Ich spürte, wie das Licht verblasste, spürte, wie das weiche Gras mich einhüllte. Spürte, wie der Druck nachließ, wie die Dunkelheit über mich hereinbrach.
Wie Damals.
Doch damals war ich aufgewacht und hatte den Schmerz gespürt. Ich hatte das Blut gesehen. Das dunkel an meinen Beinen klebte. Das an meinen Händen haftete. Hatte Mühe mit dem Atmen gehabt.
Doch als ich diesmal aus dem Schlaf erwachte, war nur mein Gesicht von Tränen nass. Nicht von Blut. Meine Hände waren weiß und rein. Neben meinem Bett saß ein Mann Und hinter dem Mann...
"Klara.", hauchte ich erstickt und schluckte heftig, "Du bist wieder da!", ich freute mich. Freute mich so sehr, dass ich vor lauter Freude zu weinen begann. Ihre funkelnden grünen Augen sahen mich forsch an, wie immer.
"Türlich!", knurrte sie, "Ich muss dich mal wieder aus der Scheiße ziehen! Warum denkst du dir so einen Scheiß aus?!", sie war sauer. Und ich wusste warum.
"Es ist nie passiert! Das weißt du!"
"Doch Klara.", hauchte ich erstickt, "Es ist passiert. Erinnerst du dich?"
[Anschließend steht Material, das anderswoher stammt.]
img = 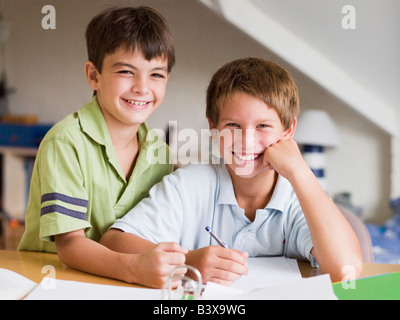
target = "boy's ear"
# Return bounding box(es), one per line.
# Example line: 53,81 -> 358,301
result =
84,61 -> 100,91
283,117 -> 297,139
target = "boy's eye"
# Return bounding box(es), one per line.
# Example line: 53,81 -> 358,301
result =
151,73 -> 166,79
257,124 -> 270,128
117,70 -> 133,75
225,122 -> 240,130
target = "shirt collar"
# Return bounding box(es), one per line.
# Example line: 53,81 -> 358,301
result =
265,175 -> 292,212
216,163 -> 292,212
79,96 -> 156,147
78,97 -> 111,147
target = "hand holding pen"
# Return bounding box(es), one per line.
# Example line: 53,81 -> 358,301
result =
183,226 -> 248,286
"Waran Katrina? Woran soll Klara sich erinnern?", hörte ich Theos leise Stimme in meinen Gedanken, doch mein Blick galt nur Klara.
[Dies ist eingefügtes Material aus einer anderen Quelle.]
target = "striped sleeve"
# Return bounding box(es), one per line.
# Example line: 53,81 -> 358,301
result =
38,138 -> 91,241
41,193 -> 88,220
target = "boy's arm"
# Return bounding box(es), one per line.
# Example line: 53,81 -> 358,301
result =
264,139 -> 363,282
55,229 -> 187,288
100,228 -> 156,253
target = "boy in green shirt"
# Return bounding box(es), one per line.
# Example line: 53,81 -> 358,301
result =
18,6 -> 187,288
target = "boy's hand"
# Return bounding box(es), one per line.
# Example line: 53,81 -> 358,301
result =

"Erinnerst du dich an die Sterne Klara. An die Sterne, die plötzlich weg waren?"
"Nein.", sagte sie trotzig, doch ich wusste, dass sie sich erinnerte und so sprach ich weiter.
"An die groben Hände?"
"Nein!"
"An den Geruch nach Schnaps? Den nach Pfeifenrauch?"
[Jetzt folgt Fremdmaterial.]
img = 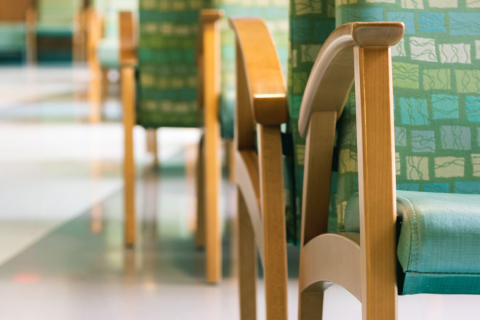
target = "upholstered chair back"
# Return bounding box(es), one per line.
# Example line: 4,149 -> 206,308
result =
335,0 -> 480,230
137,0 -> 202,128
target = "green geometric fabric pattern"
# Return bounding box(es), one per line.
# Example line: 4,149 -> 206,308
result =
210,0 -> 289,139
335,0 -> 480,231
287,0 -> 336,243
137,0 -> 202,128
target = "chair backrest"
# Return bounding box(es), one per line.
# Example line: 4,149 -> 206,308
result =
95,0 -> 137,39
335,0 -> 480,230
37,0 -> 80,29
137,0 -> 202,128
212,0 -> 289,138
288,0 -> 337,243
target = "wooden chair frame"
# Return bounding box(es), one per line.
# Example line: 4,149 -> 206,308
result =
297,22 -> 404,320
119,11 -> 137,247
195,9 -> 224,283
230,18 -> 290,320
231,18 -> 404,319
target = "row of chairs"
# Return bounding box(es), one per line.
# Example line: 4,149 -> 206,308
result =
93,0 -> 480,319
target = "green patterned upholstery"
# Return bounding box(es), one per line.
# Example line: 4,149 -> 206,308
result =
336,0 -> 480,228
137,0 -> 202,128
287,0 -> 337,243
95,0 -> 137,69
136,0 -> 289,130
0,23 -> 26,54
335,0 -> 480,294
211,1 -> 289,139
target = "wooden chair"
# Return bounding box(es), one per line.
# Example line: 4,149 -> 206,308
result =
195,1 -> 289,284
26,0 -> 83,63
229,2 -> 336,317
234,1 -> 480,319
297,0 -> 480,317
119,6 -> 211,275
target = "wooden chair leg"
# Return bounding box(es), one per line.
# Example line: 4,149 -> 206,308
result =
238,187 -> 257,320
122,66 -> 136,247
299,288 -> 324,320
195,135 -> 206,248
205,116 -> 221,283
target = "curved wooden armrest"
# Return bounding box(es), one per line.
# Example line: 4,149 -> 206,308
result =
229,18 -> 287,126
119,11 -> 137,67
298,22 -> 404,137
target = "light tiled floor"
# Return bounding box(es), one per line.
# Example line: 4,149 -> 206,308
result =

"NEIN! Katrina! Hör auf!", schrie Klara mich an, aber Theo sagte: "Woran erinnerst du dich noch?"
"An den Wind. Er trug mich weg. Ließ mich fliegen, weil Klara mir nicht helfen wollte."
"Ich konnte dir nicht helfen!", schrie sie aufgebracht, "Ich war ein Kind! Ich konnte dir nicht helfen!"
"Ich war auch ein Kind. Und ich konnte Fliegen. Bis in den Himmel. Die Sterne kamen immer dichter. Sie flackerten, bevor sie dunkel wurden. Aber ich flog. Unter den Blättern. Unter dem Baum. Mit dem Wind. Ich flog und doch blieb ich dort. Ich konnte sehen, was er tat."
"Nein, dass konntest du nicht. Wir waren gar nicht da. Wir sind geflogen. Zu den Sternen. Erinnerst du dich Katrina? Erinnerst du dich an die Sterne?", flehte Klara mich jetzt beinahe an.
"Ja. Die Sterne waren schön.", nickte ich in Erinnerungen versunken, "Aber der Schmerz war nicht schön."
"Nein. War er nicht. Deshalb haben wir ihn vergessen.", sagte Klara bestimmt, doch ich redete weiter, als hätte ich nie etwas anderes getan.
"Weißt du, was auch nicht schön war?", fragte ich sie.
"Was?", wagte Klara zu fragen und ich sah sie an. Mit Tränen in den Augen. Mit schmerzendem Hals und Schmerzen im Bauch. Auch mein Kopf schmerzte. Meine Arme und Beine. Irgendwie schmerzte plötzlich alles.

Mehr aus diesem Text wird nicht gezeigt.